Elle avait cette voix apparemment fragile qu’une émotion pouvait interrompre. Mais pas briser. Elle était, en interview, un vrai moulin à paroles. Jane Birkin parlait comme un livre ouvert. Elle évoquait ses filles, Kate -dont elle ne s’était pas remise de la mort-, Charlotte – qui a réalisé récemment un documentaire sur sa mère- et Lou -la plus jeune, qu’elle voyait le plus souvent-. Et Serge, bien sûr. Entre nous, on ne disait pas : Serge Gainsbourg mais Serge car, il n’y en avait qu’un seul comme lui. D’ailleurs, la première fois que j’ai pu assister à un concert de Jane, c’était au Bataclan à Paris en 1987. Et Serge y assistait. Il s’était installé, debout, au fond de la salle. C’est la première fois que Jane montait sur scène. Son trac était perceptible. Lorsqu’elle a interprété « Les dessous chics », mon voisin s’est mis à pleurer. C’était si beau, si pur.
Lorsqu’elle venait à Bruxelles, elle logeait toujours à l’Hôtel Amigo car, c’était l’hôtel préféré de Serge. Elle ne venait pas seule mais avec sa chienne. Un bulldog anglais qui dormait (et ronflait) durant l’interview. Elle arrivait aussi avec le fameux sac qui portait son nom. Un jour, elle m’a raconté comment la création du Birkin avait été décidée durant un trajet en avion où elle avait rencontré le boss de chez Hermès. Le sac avait été conçu pour elle et sa vie mouvementée. Elle le recouvrait d’autocollants et de rubans. Son Birkin à elle ne ressemblait pas du tout à celui d’une dame chic et fortunée. Mais je le trouvais fabuleux !

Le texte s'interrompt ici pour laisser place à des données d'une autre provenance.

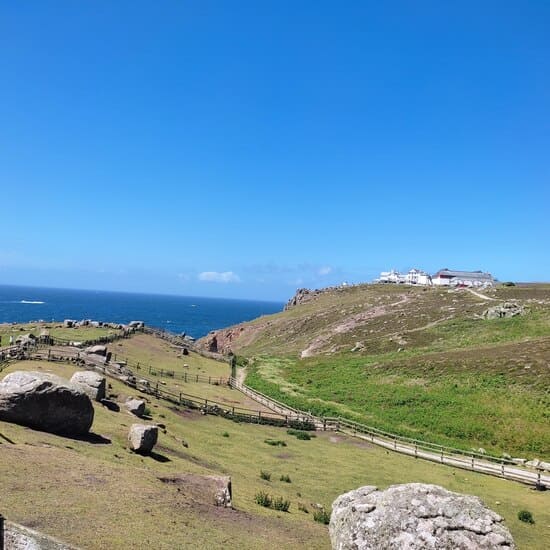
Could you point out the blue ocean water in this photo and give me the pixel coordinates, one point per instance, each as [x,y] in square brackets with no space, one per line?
[195,316]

Jane était une artiste dans tous les sens du terme. Elle était aussi une femme engagée. Et était prête à apporter son soutien à bien des causes justes. S’il y a un qualificatif qu’on peut lui accoler, c’est celui de généreuse. La dernière fois que je l’ai vue sur scène, c’était au Cirque Royal, à Bruxelles, en avril 2022. Sa santé n’était pas formidable depuis un bon moment. Elle ne pouvait pas rester debout très longtemps, aussi, on lui avait installé un tabouret. Elle a assuré le show comme une reine. Et toutes ses chansons tombaient impeccablement bien. C’était très émouvant. Et cette fois-là encore, ma voisine a versé une larme. Je serais incapable de choisir une seule chanson parmi toutes celles qu’elle a chantées. Je retiens les moments qu’elle a partagées avec moi, avec nous. Et je lui envoie mes meilleures pensées là où elle se trouve maintenant. Avec Serge, Kate et la chienne Dolly.